Outlier detection also fixes this, without having to implement health checks that replicate the whole functionality (complexity) of the rest of the service.

10 500s in a row? Go to the timeout chair until you get better.

s_kilk · on April 22, 2018

At work we have two endpoints on every service, `/status` and `/health-check`.

The former is basically a "return true" endpoint, which can tell you if the service is alive and reachable. The latter will usually do something like "select 1;" from any attached databases and only succeed if everything is OK.

randerson · on April 22, 2018

And the former is the one you want your Load Balancers to be checking. With a deep health check, even a brief database outage will cause every web server to be taken out of rotation, and then you're completely down for at least as many health check intervals as it takes for the LB to consider a host healthy again. Same goes for any other shared resource that is likely to affect all web servers if it becomes unavailable.

vasco · on April 22, 2018

Presumably your service would not be in a very useful state anyway if the main data store it needs to function is out, so which kind of health-check you use will depend on the failure mode you want to expose to your users.

azernik · on April 22, 2018

Or you just have smarter load balancers, that realize when all of their servers are acting funky and stop taking servers out of rotation.

Terr_ · on April 22, 2018

Or to riff on this idea further: You make the concept of a node's "relative stability" part of the load-balancer logic the same way that "relative idleness" is a factor.

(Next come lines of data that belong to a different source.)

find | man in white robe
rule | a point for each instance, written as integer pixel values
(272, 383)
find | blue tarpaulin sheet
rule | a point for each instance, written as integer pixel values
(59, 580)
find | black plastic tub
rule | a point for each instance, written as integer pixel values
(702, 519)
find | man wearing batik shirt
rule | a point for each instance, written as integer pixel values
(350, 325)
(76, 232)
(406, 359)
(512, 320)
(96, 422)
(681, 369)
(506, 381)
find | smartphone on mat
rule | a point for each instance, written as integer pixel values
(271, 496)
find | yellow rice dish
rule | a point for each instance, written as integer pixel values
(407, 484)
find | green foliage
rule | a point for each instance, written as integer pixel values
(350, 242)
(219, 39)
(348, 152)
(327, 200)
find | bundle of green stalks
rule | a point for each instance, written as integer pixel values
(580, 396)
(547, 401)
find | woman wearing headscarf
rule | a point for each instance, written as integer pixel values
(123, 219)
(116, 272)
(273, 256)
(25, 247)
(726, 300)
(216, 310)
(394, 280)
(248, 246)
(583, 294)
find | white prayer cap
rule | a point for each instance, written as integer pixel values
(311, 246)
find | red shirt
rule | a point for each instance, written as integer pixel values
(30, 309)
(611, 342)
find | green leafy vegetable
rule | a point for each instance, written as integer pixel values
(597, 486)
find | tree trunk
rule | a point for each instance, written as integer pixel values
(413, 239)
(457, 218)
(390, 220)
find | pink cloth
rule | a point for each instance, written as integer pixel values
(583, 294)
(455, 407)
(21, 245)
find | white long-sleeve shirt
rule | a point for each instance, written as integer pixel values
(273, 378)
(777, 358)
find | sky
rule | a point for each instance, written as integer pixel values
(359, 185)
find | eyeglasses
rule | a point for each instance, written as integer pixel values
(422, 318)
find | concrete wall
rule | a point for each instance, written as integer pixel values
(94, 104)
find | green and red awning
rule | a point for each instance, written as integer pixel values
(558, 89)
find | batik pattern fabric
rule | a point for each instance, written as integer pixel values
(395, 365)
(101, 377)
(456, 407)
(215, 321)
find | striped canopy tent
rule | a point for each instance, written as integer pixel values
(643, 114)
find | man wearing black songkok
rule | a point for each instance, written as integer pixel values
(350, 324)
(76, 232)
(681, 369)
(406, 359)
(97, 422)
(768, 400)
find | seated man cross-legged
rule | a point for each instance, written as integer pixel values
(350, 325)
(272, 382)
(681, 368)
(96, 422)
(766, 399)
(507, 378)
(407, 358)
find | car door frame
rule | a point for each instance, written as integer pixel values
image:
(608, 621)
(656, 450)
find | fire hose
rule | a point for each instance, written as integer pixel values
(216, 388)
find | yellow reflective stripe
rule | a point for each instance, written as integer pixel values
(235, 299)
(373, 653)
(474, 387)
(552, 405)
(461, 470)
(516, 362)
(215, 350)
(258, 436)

Then if all 100/100 nodes get taken down by some shared problem, the system simply degenerates into picking the idle-est of the 100.

sammorrowdrums · on April 23, 2018

That's not necessarily true. In kubernetes, for example, you have Liveness and Readiness probes, which can both have a period, timeout, initial delay and importantly a number of failures before you kill the service and spawn a new one.

This allows you to have less frequent checks that are more in-depth, and basic ones that are just the `return true` type.

I guess you're correct that you can have a widespread db outage that makes many of them fail, but then there should be new ones coming very fast, as you can set the deployment minimum for services taking requests. I think you can get very close to stability even in this circumstance.

https://kubernetes.io/docs/tasks/configure-pod-container/con...

gaius · on April 22, 2018

Databases are 10-100x as reliable as the application tier in my experience

qooleot · on April 22, 2018

Although the OP didn't describe as such, but health checks that do a simple query are also testing the connectivity to the db. Someone might have hardcoded a db address in an environment variable, or there are connection pooling issues.

aaronmu · on April 23, 2018

The best way I can think of is to aggregate errors over time, categorize them and build a health check around those metrics.

nathan_f77 · on April 23, 2018

There's a great gem for Rails that you can use for comprehensive health checks: https://github.com/ianheggie/health_check

It can check the database connection, redis, cache, email, up-to-date migrations, and S3 credentials.